Tras más de tres décadas juntos, el cantante Javier Labandón, conocido como El Arrebato, y su esposa Rocío Sánchez han decidido poner fin a su matrimonio. La información fue confirmada por la periodista Pilar Vidal en el programa «Y ahora Sonsoles».
La pareja, que tiene cuatro hijos — Javier, Sergio, Rocío y Nerea — se casó hace más de 30 años y renovó sus votos en 2019. En sus primeros años, Labandón combinó trabajos en la albañilería y la hostelería mientras comenzaba su carrera musical, generando junto a Rocío un proyecto común tanto familiar como profesional.
Conflictos económicos y legales tras la separación
La ruptura está marcada por desacuerdos en la liquidación del patrimonio común y las compensaciones económicas. Rocío Sánchez solicita una pensión vitalicia debido a su dedicación al hogar y apoyo durante los años iniciales y más vulnerables de la carrera musical de El Arrebato. Por su parte, el artista ha ofrecido la entrega de una vivienda en Zahara de los Atunes, en la pedanía de Barbate, incluyendo las cargas legales asociadas.
La abogada de Rocío Sánchez está preparando la demanda para garantizar una compensación económica justa, mientras que Javier Labandón mantiene su intención de que este conflicto no afecte a su actividad profesional, que en la actualidad se encuentra centrada en su gira veraniega y compromisos hasta el otoño.

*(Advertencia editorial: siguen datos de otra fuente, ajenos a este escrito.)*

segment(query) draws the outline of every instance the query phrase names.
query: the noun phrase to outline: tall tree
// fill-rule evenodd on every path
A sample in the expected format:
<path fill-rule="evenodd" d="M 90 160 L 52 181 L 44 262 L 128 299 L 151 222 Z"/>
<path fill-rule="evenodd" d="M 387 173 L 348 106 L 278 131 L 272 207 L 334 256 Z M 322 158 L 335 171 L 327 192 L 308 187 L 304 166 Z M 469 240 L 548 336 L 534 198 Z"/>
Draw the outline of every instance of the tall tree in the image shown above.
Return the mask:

Declaraciones oficiales y ámbito privado
La periodista Pilar Vidal aclaró que no hay terceras personas involucradas en la ruptura, sino un desgaste en la relación personal. El entorno del cantante confirma que pretende mantener todo el proceso en estricta privacidad, evitando que las negociaciones legales perjudiquen su carrera musical, caracterizada por letras de corte familiar y vitalista.
El desenlace de este proceso quedará en manos de las negociaciones que se desarrollan a puerta cerrada. La separación representa el fin de una unión que inspiró parte de la obra artística de El Arrebato en el género del pop flamenco nacional.